Allan John Johnson 2518
Allan Johnson enlisted in the Australian Imperial Force on 13 May 1916. He was assigned to the 2nd Reinforcements of the 43rd Battalion and began a short period of training in Australia. Shortly after, he contracted measles and was hospitalised, missing embarkation with his unit. On recovery, he was transferred to the 5th Reinforcements of the 50th Battalion. He embarked with his unit from Adelaide on 21 September 1916, sailing on board the troopship Commonwealth.
Private Johnson arrived in England in mid-November and continued training. He joined his unit on the Western Front in December, just in time to spend the bitterly cold winter of 1916 and 1917 in the trenches. In January, his unit was serving in the front lines when an enemy shell landed in a trench and exploded, wounding Johnson. He was sent to the French city of Rouen for treatment, re-joining his unit in early March as the German army continued their strategic withdrawal to the fortified Hindenburg Line. Johnson’s battalion was among multiple Australian units which followed this withdrawal, seemingly pushing the Germans further back.
To slow the allied advance, the enemy had established multiple rear-guard defences in towns and villages leading up to their new front line. Johnson’s unit was caught in one of these enemy defences at the French village of Noreuil. The 50th and 51st Battalions launched an attack on German defences on the morning of 2 April 1917. Their objective was a sunken road to the east of the village. Johnson’s battalion advanced through the town from the south as their comrades in the 51st Battalion attacked to the north, taking cover in an unoccupied trench. The men encountered fierce resistance from the enemy, which was well prepared and well entrenched. As they pushed forward, the Australians were shelled and caught in a storm of machine-gun bullets, quickly causing mass casualties. Among the dead was Private Allan Johnson who was hit and killed by enemy fire shortly after entering the village.

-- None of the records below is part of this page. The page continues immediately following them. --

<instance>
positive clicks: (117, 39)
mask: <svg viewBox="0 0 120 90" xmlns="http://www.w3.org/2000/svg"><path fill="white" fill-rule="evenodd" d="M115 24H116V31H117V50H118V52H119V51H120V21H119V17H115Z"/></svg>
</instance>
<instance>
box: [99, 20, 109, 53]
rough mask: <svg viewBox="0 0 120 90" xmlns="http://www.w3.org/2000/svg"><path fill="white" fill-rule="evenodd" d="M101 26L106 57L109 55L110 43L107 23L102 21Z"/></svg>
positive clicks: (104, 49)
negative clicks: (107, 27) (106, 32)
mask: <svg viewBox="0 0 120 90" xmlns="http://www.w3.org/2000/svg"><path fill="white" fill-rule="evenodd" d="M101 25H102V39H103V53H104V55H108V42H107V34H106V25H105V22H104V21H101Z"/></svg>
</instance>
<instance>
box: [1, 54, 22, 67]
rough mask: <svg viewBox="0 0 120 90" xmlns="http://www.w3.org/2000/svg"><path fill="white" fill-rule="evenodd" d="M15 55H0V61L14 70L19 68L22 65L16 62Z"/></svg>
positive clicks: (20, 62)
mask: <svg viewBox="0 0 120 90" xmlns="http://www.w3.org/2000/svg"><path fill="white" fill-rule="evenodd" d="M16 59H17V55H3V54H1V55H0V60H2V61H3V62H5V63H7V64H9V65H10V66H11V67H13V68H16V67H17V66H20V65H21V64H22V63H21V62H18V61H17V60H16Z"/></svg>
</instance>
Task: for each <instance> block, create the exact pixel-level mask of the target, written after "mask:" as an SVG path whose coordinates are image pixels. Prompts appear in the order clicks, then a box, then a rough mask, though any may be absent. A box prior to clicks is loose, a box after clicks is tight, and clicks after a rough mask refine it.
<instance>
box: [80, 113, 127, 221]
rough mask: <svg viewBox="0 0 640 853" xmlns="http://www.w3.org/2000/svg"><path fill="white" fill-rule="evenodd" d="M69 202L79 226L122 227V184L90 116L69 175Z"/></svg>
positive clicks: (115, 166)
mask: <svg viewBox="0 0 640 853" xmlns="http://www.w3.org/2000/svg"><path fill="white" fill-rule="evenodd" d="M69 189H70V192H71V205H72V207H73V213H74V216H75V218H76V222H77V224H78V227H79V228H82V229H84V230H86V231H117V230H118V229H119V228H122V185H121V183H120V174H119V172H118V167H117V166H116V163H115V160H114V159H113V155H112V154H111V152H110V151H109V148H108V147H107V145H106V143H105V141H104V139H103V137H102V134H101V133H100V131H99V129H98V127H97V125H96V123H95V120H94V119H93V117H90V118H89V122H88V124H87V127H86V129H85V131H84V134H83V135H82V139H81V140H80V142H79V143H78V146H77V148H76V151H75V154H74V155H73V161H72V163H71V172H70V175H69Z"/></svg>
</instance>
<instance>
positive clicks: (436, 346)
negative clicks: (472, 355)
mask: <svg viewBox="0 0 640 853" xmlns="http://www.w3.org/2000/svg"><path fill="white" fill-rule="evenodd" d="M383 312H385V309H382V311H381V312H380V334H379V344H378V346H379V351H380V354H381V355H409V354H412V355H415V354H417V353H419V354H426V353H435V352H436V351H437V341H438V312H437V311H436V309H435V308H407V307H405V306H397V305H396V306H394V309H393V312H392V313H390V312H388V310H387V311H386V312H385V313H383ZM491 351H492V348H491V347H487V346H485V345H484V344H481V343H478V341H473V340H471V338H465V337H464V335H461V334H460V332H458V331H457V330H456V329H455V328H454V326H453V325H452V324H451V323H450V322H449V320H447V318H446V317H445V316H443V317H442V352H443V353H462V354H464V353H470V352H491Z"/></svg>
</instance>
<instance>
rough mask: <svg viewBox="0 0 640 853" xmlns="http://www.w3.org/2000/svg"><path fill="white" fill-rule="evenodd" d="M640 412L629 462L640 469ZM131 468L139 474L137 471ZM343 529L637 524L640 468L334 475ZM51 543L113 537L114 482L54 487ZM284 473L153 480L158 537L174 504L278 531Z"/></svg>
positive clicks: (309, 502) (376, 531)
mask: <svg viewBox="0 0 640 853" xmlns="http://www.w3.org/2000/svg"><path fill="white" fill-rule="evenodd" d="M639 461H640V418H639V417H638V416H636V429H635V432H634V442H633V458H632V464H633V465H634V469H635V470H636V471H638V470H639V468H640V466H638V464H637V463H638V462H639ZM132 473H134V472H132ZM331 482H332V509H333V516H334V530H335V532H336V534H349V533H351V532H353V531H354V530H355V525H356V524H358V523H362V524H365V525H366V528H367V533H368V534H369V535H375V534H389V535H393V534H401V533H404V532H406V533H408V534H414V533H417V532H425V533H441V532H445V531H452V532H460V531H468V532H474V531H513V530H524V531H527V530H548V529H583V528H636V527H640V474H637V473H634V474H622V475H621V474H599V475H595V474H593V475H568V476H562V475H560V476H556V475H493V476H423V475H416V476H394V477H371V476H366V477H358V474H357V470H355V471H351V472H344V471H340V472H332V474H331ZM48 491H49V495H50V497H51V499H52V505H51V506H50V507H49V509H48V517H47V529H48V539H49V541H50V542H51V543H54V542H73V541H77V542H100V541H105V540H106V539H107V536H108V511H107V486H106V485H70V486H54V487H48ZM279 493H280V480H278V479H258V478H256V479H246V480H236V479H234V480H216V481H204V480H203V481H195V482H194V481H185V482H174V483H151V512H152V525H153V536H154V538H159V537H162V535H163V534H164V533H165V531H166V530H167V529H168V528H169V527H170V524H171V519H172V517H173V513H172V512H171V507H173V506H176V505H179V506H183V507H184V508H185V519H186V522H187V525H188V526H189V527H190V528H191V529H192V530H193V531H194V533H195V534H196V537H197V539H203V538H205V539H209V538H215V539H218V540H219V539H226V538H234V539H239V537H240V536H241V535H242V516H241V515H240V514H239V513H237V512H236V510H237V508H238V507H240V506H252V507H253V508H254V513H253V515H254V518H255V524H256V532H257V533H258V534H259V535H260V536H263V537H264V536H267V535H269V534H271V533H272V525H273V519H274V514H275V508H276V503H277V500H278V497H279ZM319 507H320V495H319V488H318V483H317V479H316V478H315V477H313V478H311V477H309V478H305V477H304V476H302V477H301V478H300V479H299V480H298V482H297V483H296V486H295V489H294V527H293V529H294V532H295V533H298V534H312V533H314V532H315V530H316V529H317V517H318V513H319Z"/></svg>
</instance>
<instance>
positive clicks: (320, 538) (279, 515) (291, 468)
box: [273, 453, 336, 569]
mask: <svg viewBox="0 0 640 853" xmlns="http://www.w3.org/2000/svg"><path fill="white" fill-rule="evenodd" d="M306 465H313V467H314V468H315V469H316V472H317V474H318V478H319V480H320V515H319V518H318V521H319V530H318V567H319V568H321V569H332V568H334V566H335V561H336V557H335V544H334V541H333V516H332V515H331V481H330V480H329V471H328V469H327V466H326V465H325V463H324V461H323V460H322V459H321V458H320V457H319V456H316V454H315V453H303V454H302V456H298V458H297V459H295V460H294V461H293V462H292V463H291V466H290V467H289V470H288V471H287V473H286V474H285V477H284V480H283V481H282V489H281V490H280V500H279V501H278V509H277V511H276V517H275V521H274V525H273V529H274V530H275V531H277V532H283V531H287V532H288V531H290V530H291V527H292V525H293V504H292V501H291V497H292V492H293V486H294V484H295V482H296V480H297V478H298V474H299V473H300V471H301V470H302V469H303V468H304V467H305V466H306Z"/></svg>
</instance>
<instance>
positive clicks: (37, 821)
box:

News of his death reached his family in Australia who remembered him in a memorial notice posted in the Adelaide Express and Telegraph:
“There are griefs that cannot find comfort,
And wounds that cannot be healed.
There are sorrows so deep in a mother’s heart;
That cannot be half revealed.
When alone with my grief the bitter tears flow;
There comes a fond vision of not long ago;
Just as a dream he stands by my side and whispers;
‘Mother dear, death cannot divide.’”
Private Allan Johnson was 26 years old.